Thomae et al. have found that the anion partition coefficient into the bilayer is equal to 7, i.e. it exceeds the one into octanol by at least 350 fold [5]. We have tested this result by measuring the electrophoretic mobility of DPhPC/SA⁻ vesicles. Assuming that the lipid concentration in the bilayer is 1 M, a SA⁻:lipid ratio of 1:14 was expected. The experiment agreed reasonable well with the prediction. Calculation of the surface charge density revealed that SA⁻ is 26 fold less abundant than the accommodating lipid (Fig. 2). In a certain sense, the term anion partition coefficient is misleading. The charge of the respective molecules is not buried into the membrane interior, but protrudes into the external aqueous solution. Consequently, the anion partition coefficient into the bilayer is useless for the prediction of anion membrane permeability.

In contrast to the membrane partition coefficient, the octanol partition coefficient accounts for the energy that is required to bury the charge into a hydrophobic environment. In agreement with Overtone's rule, the ratio of the octanol partition coefficients of the charged (<0.02) and neutral (300) forms is in reasonable agreement with the ratio of the corresponding membrane permeabilities of, respectively, 4×10⁻⁷ cm/s and 1 cm/s (compare also [2]).

Due to electrostatic repulsion of SA⁻, any increase in membrane surface charge density should have a negative effect on SA permeation. The Gouy–Chapman theory predicts, for example, that the SA⁻ concentration drops by an order of magnitude in the immediate membrane vicinity of our DPhPC/DPhPS vesicles due to their surface potential of −63 mV (Fig. 2). The neglect of these electrostatic effects would result in an underestimation of P_m since Δc is smaller than the difference of the respective bulk concentrations at both sides of the membrane (Eq. (1)). The effect of the charge introduced by 10 mM SA⁻ is less dramatic. Neglect of the increment in surface potential of −6 mV (Fig. 2) would have led to an error in the calculation of P_m well below 20%. It is important to note, that the flux measurements itself are not affected by changes in surface potential. The effect that a charged surface may have on the concentration of adjacent protons at physiological salt concentrations decays within a few nanometers. The scanning microelectrode, however, senses proton concentration in micrometer distance from the membrane.

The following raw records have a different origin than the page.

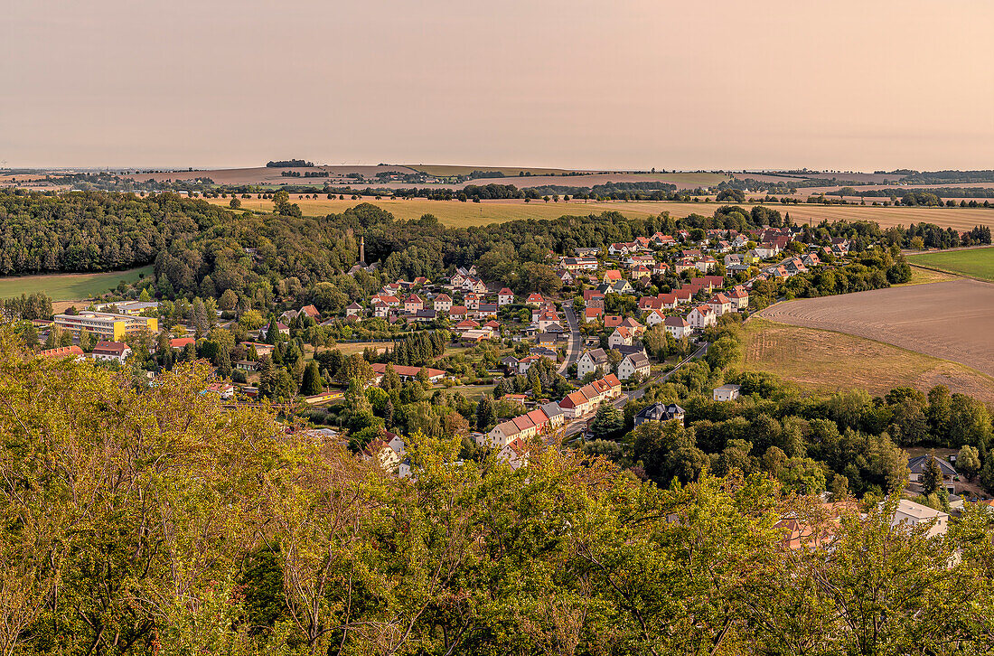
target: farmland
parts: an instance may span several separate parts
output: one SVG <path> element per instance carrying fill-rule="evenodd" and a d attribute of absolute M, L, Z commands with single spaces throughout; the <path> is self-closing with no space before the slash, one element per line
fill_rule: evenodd
<path fill-rule="evenodd" d="M 803 298 L 771 305 L 759 316 L 879 340 L 994 375 L 994 285 L 986 282 L 958 278 Z"/>
<path fill-rule="evenodd" d="M 994 281 L 994 246 L 909 255 L 911 264 Z"/>
<path fill-rule="evenodd" d="M 102 294 L 121 280 L 133 282 L 139 275 L 150 275 L 152 266 L 105 273 L 54 273 L 0 277 L 0 298 L 43 291 L 54 300 L 82 300 Z"/>
<path fill-rule="evenodd" d="M 994 378 L 956 362 L 872 339 L 791 326 L 752 317 L 746 322 L 746 371 L 766 372 L 804 390 L 831 393 L 860 388 L 884 395 L 893 388 L 953 393 L 994 403 Z"/>
<path fill-rule="evenodd" d="M 410 200 L 391 200 L 384 198 L 379 201 L 375 199 L 364 199 L 353 201 L 328 200 L 321 197 L 317 199 L 300 198 L 300 195 L 291 195 L 291 201 L 300 206 L 305 215 L 324 216 L 344 212 L 346 209 L 356 205 L 369 202 L 378 205 L 391 212 L 401 220 L 417 219 L 424 214 L 432 214 L 446 226 L 464 228 L 468 226 L 484 226 L 492 223 L 503 223 L 515 219 L 557 219 L 564 215 L 587 215 L 599 213 L 606 210 L 620 212 L 628 218 L 649 217 L 658 215 L 661 212 L 669 212 L 674 218 L 682 218 L 691 214 L 702 214 L 710 216 L 715 210 L 726 205 L 725 203 L 672 203 L 672 202 L 624 202 L 624 201 L 570 201 L 569 203 L 560 201 L 559 203 L 545 203 L 533 201 L 483 201 L 482 203 L 462 203 L 459 201 L 430 201 L 423 198 Z M 227 205 L 228 199 L 215 198 L 208 199 L 218 205 Z M 743 207 L 750 208 L 749 204 L 742 204 Z M 244 209 L 256 212 L 269 212 L 272 210 L 272 203 L 267 200 L 256 198 L 243 199 Z M 779 210 L 781 213 L 790 213 L 790 218 L 795 223 L 820 223 L 822 220 L 829 222 L 847 221 L 874 221 L 882 228 L 891 226 L 909 226 L 921 222 L 932 223 L 943 228 L 953 228 L 956 230 L 969 230 L 977 225 L 990 225 L 994 223 L 994 210 L 987 208 L 885 208 L 872 206 L 822 206 L 822 205 L 797 205 L 782 206 L 778 204 L 767 205 L 766 207 Z"/>

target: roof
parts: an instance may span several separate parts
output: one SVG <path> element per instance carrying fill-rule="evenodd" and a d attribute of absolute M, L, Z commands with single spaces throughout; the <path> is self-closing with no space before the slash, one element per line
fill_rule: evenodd
<path fill-rule="evenodd" d="M 919 455 L 914 458 L 909 458 L 908 459 L 909 471 L 911 471 L 912 474 L 920 474 L 921 472 L 923 472 L 925 470 L 925 466 L 927 465 L 928 457 L 929 457 L 928 455 Z M 935 461 L 938 462 L 938 468 L 942 470 L 943 476 L 957 475 L 956 470 L 953 469 L 952 465 L 949 464 L 947 461 L 934 455 L 932 455 L 931 457 L 935 458 Z"/>
<path fill-rule="evenodd" d="M 383 375 L 387 373 L 387 364 L 382 362 L 374 362 L 372 364 L 373 371 L 377 374 Z M 421 371 L 420 367 L 406 367 L 404 365 L 394 365 L 394 371 L 397 372 L 398 376 L 417 376 L 418 372 Z M 428 378 L 435 378 L 436 376 L 444 376 L 445 372 L 440 369 L 430 369 L 427 368 Z"/>
<path fill-rule="evenodd" d="M 93 353 L 99 351 L 100 353 L 113 353 L 114 355 L 121 355 L 124 353 L 124 349 L 128 348 L 128 345 L 124 342 L 97 342 L 96 346 L 93 347 Z"/>
<path fill-rule="evenodd" d="M 57 349 L 46 349 L 45 351 L 39 351 L 38 355 L 40 355 L 43 358 L 66 358 L 69 356 L 83 355 L 83 349 L 74 344 L 73 346 L 63 346 Z"/>

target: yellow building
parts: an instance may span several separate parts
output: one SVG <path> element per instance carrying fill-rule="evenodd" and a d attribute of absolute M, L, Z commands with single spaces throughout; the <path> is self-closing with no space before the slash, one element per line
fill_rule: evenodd
<path fill-rule="evenodd" d="M 55 325 L 77 336 L 83 330 L 88 330 L 100 339 L 117 342 L 143 330 L 156 332 L 159 329 L 159 320 L 154 317 L 135 317 L 110 312 L 81 312 L 57 314 Z"/>

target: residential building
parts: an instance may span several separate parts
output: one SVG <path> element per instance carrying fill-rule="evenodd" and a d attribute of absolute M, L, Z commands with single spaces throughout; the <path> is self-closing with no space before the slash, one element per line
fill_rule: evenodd
<path fill-rule="evenodd" d="M 124 342 L 100 341 L 93 347 L 91 355 L 93 360 L 98 360 L 100 362 L 113 361 L 123 365 L 127 357 L 131 355 L 131 347 Z"/>
<path fill-rule="evenodd" d="M 100 339 L 113 342 L 143 330 L 154 333 L 159 329 L 159 321 L 154 317 L 138 317 L 111 312 L 57 314 L 55 325 L 77 337 L 83 330 L 88 330 Z"/>
<path fill-rule="evenodd" d="M 673 335 L 673 339 L 681 339 L 691 332 L 690 324 L 683 317 L 666 317 L 663 322 L 666 332 Z"/>
<path fill-rule="evenodd" d="M 653 404 L 652 406 L 643 408 L 635 415 L 635 425 L 637 426 L 646 421 L 669 421 L 671 419 L 678 419 L 680 423 L 683 423 L 684 414 L 684 409 L 676 404 Z"/>
<path fill-rule="evenodd" d="M 739 391 L 742 390 L 741 385 L 735 385 L 733 383 L 726 383 L 720 388 L 715 388 L 715 401 L 735 401 L 739 398 Z"/>
<path fill-rule="evenodd" d="M 618 363 L 618 379 L 627 381 L 632 376 L 638 375 L 642 379 L 649 377 L 649 359 L 644 353 L 633 353 L 627 355 Z"/>

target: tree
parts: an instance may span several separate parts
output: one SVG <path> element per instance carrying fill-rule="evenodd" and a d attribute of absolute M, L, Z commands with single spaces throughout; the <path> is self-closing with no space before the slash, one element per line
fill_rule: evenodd
<path fill-rule="evenodd" d="M 624 430 L 624 415 L 609 403 L 601 403 L 590 423 L 592 439 L 615 439 Z"/>
<path fill-rule="evenodd" d="M 921 491 L 925 495 L 937 492 L 942 487 L 942 468 L 939 466 L 932 451 L 928 452 L 925 466 L 918 477 L 918 483 L 921 485 Z"/>
<path fill-rule="evenodd" d="M 963 444 L 956 457 L 956 469 L 963 473 L 968 479 L 980 473 L 980 452 L 976 447 Z"/>
<path fill-rule="evenodd" d="M 317 361 L 311 360 L 304 370 L 304 380 L 300 385 L 300 394 L 305 397 L 312 397 L 324 392 L 324 383 L 321 381 L 321 373 L 318 371 Z"/>

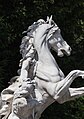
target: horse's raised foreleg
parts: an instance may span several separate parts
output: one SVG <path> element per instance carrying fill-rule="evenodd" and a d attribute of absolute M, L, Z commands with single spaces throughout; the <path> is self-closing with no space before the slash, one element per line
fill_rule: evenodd
<path fill-rule="evenodd" d="M 58 82 L 55 90 L 56 92 L 54 99 L 61 98 L 65 94 L 65 92 L 69 89 L 73 80 L 78 76 L 82 76 L 82 78 L 84 78 L 84 71 L 73 70 L 63 80 Z"/>
<path fill-rule="evenodd" d="M 58 103 L 62 104 L 66 101 L 74 100 L 84 96 L 84 87 L 80 88 L 69 88 L 65 94 L 57 100 Z"/>

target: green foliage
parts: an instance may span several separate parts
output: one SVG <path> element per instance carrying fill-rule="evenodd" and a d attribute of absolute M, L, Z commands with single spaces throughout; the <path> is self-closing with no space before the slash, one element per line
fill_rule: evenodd
<path fill-rule="evenodd" d="M 0 0 L 0 92 L 17 75 L 22 32 L 34 21 L 51 14 L 72 47 L 70 57 L 58 58 L 52 51 L 60 68 L 65 75 L 73 69 L 84 70 L 83 0 Z M 79 86 L 84 86 L 80 78 L 72 84 L 72 87 Z M 84 119 L 83 112 L 84 97 L 63 105 L 52 104 L 41 119 Z"/>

Since the permeability measurements of Thomae et al. are based on an artefactual approach and since our steady state measurements confirmed that cholesterol decreases SA permeability, we conclude that the criticism of Fick's law [5] is not justified. Weak acid partition follows Overtone's rule and its transmembrane diffusion obeys Fick's law.